Chen De-Zhun, Chen Li-Qiong, Lin Meng-Xiang, Gong Yu-Qiang, Ying Bin-Yu, Wei Da-Zhen
Department of Anesthesiology, Critical Care, and Pain Medicine, The Second Affiliated Hospital and Yuying Children's Hospital of Wenzhou Medical University, Wenzhou 325000, Zhejiang, China.
Department of Anesthesiology, Critical Care, and Pain Medicine, The Second Affiliated Hospital and Yuying Children's Hospital of Wenzhou Medical University, Wenzhou 325000, Zhejiang, China.
Microb Pathog. 2017 Sep;110:208-213. doi: 10.1016/j.micpath.2017.06.037. Epub 2017 Jun 27.
Acute kidney injury (AKI) is a major clinical problem associated with high morbidity and mortality. Esculentoside A (EsA), a kind of saponin isolated from the root of the Chinese herb Phytolaca esculenta, has been reported to have anti-inflammatory effect. In this study, we aimed to investigate the protective effects of EsA on LPS-induced AKI in mice. The protective effects of EsA was evaluated by detecting kidney histological change, blood urea nitrogen (BUN) and creatinine levels, and inflammatory cytokines production. The results showed that EsA significantly attenuated LPS-induced kidney histological change, as well as BUN and creatinine levels. EsA also inhibited LPS-induced TNF-α, IL-1β, and IL-6 production. LPS-induced NF-κB activation was significantly suppressed by treatment of EsA. In addition, EsA up-regulated the expression of PPAR-γ in a dose-dependent manner. In conclusion, EsA protected mice effectively from LPS-induced AKI by PPAR-γ, which subsequently inhibited LPS-induced inflammatory response.

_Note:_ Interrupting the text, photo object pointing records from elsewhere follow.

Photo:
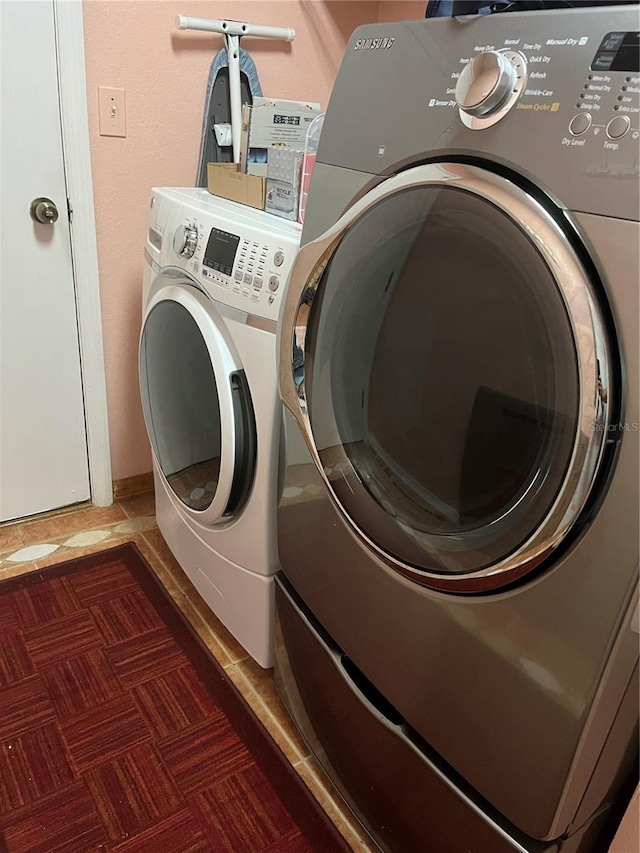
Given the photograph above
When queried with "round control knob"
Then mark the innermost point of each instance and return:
(185, 240)
(486, 83)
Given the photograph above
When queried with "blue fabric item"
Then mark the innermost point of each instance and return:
(249, 79)
(247, 65)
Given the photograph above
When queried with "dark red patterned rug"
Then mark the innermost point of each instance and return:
(119, 731)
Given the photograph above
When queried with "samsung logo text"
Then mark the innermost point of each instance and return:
(374, 44)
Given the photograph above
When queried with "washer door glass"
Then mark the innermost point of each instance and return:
(441, 380)
(201, 428)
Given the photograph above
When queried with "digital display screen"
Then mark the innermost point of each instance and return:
(221, 251)
(618, 51)
(293, 120)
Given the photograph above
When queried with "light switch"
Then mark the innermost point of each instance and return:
(111, 112)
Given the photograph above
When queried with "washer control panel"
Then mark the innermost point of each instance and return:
(241, 256)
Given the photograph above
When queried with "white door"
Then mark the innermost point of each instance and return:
(43, 445)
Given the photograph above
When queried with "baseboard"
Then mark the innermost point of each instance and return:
(131, 487)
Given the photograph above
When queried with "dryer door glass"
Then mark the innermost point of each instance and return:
(441, 380)
(181, 405)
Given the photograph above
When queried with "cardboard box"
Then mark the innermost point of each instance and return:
(224, 179)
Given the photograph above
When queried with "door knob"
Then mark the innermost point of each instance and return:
(43, 210)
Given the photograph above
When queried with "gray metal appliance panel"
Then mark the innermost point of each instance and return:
(516, 691)
(380, 120)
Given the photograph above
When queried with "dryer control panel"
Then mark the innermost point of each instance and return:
(551, 94)
(242, 257)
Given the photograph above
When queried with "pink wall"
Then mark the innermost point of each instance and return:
(401, 10)
(133, 44)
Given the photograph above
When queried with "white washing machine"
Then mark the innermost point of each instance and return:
(214, 279)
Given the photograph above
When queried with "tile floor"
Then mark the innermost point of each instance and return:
(42, 541)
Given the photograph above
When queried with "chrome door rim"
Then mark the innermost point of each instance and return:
(589, 337)
(224, 364)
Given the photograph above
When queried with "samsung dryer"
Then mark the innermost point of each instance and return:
(214, 280)
(458, 607)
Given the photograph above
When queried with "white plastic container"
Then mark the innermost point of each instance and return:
(308, 162)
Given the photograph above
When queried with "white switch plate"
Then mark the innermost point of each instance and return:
(111, 112)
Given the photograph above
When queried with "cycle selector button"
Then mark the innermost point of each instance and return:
(489, 85)
(185, 240)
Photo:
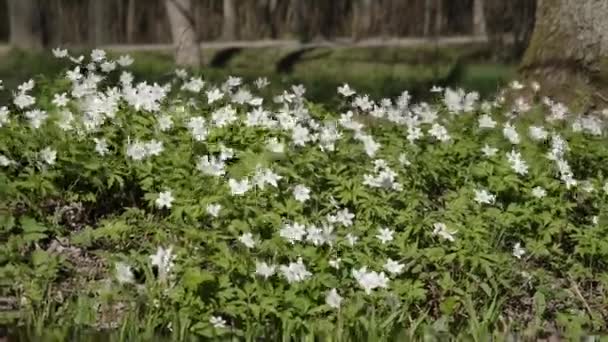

急性肾损伤(AKI)是一个与高发病率和死亡率相关的主要临床问题。商陆皂苷甲(EsA)是从中药商陆根中分离出的一种皂苷,据报道具有抗炎作用。在本研究中,我们旨在探讨EsA对脂多糖(LPS)诱导的小鼠急性肾损伤的保护作用。通过检测肾脏组织学变化、血尿素氮(BUN)和肌酐水平以及炎性细胞因子的产生来评估EsA的保护作用。结果表明,EsA显著减轻了LPS诱导的肾脏组织学变化以及BUN和肌酐水平。EsA还抑制了LPS诱导的肿瘤坏死因子-α(TNF-α)、白细胞介素-1β(IL-1β)和白细胞介素-6(IL-6)的产生。EsA处理显著抑制了LPS诱导的核因子-κB(NF-κB)激活。此外,EsA以剂量依赖性方式上调过氧化物酶体增殖物激活受体-γ(PPAR-γ)的表达。总之,EsA通过PPAR-γ有效保护小鼠免受LPS诱导的急性肾损伤,随后抑制LPS诱导的炎症反应。